The Smart Keyboard’s keys have a nice give to them too, with more depth than you’d expect. For those who’ve been using MacBooks, the keyboard layout is the same so your fingers won’t be tripping over uncharted typing territory.
Ah, the Apple Pencil. The one that saw Apple receive much ridicule in September when it was first announced.
Why? Well, Steve Jobs once said “Who wants a stylus?” at the original iPhone launch and apparently his wisdom is infallible, just like the Pope. As much as we’d like to join in with this parade of derision, the Apple Pencil really works quite well with the Pro’s 12.9in screen.
In essence, it’s a very handsome pure white stylus with silver accents that works with the iPad Pro via Bluetooth.
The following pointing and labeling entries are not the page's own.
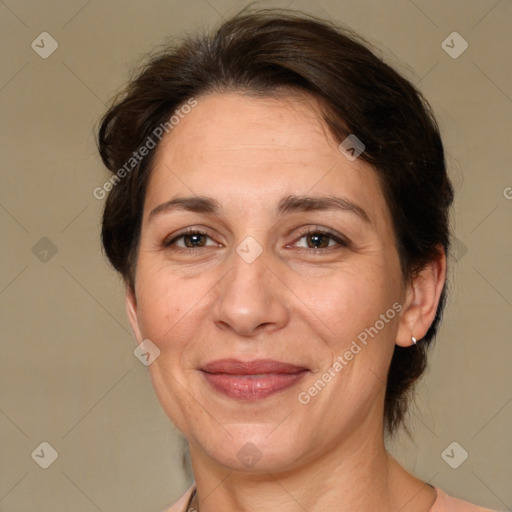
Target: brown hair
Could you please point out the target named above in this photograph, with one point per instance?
(263, 52)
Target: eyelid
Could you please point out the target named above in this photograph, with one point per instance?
(302, 232)
(171, 239)
(310, 230)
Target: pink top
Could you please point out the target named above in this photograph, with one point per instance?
(443, 503)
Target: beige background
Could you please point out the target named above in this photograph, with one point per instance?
(67, 369)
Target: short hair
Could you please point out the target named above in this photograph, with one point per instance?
(266, 52)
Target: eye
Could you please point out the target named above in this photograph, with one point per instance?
(315, 239)
(190, 240)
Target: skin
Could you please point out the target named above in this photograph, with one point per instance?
(289, 304)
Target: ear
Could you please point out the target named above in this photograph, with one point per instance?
(131, 310)
(422, 298)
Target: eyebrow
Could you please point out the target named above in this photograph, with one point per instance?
(292, 203)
It’s bigger than most in the market because it’s designed to replicate your experience with a real life pencil. Just touch Pencil to the Pro and magical digital ink will flow straight out of its nib. It’s almost like writing on paper, if paper ever came covered in glass and cost £679 per sheet.
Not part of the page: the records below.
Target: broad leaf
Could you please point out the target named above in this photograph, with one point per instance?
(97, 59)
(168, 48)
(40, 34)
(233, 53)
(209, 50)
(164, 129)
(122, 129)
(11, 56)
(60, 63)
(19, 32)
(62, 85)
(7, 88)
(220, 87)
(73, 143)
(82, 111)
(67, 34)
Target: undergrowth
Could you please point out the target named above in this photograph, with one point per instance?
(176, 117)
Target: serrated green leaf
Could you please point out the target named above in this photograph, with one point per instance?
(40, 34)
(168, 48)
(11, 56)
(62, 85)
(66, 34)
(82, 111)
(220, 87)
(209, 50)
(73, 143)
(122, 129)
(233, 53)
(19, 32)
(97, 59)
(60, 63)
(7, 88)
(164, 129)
As someone who prefers writing over typing, I loved scribbling ideas down on the iPad Pro. It would be great if the native Notes app could convert my handwriting into text, instead of saving my scribbles as artwork. Paper by FiftyThree comes ready for iPad Pro doodling and it’s delightful to use thanks to its range of tools and realistic shading function. The app is also smart enough to differentiate between your palm and Pencil, so you don’t get to give yourself a cramp using it awkwardly.
Best for big pockets
The monster iPad comes with an equally monstrous price tag. It’s £679 and £799 for the 32GB and 128GB Wi-Fi versions respectively. If you’re looking at the cellular model, there’s only a 128GB version and it costs a princely £899.
That means this model is more expensive than the £849 MacBook Air 13in, but not by much. Throw in the Smart Keyboard for £139 and the Apple Pencil for £79 and it’s on par with the £1,049 MacBook's pricing. Also note, there’s no Rose Gold version - yet. You might have noticed that there’s no 64GB option in typical Apple upsell fashion.
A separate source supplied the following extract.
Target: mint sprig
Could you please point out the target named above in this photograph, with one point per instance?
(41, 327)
So if you’re going to splash out on this giant tablet, might as well get cavernous 128GB storage while you’re at it. Unless all you’re going to do is watch Narcos on it, and then you're kind of missing the point.
iPad Pro Verdict
The iPad Pro is not for everyone. If you don’t see the value of owning such a large tablet, then its generous curves won’t be enough to persuade you to buy one. That’s OK, just get the iPad Air 2 instead – it’s still our top tablet all-rounder.
Because it runs on iOS 9, the iPad Pro isn’t as serious a device as the Surface Pro 4. It means business, but works even better as a premium entertainment hub. It’s the perfect digital coffee table book that just about doubles as a laptop. So long as you can get by with the app-based incarnations of desktop software like PhotoShop and Excel.
If you’re happy to pay a high price for this limited functionality, then make sure you pick up a Smart Keyboard and Apple Pencil with your iPad Pro. That’s a lot of screen you’ll have just bought yourself, best make the most of it.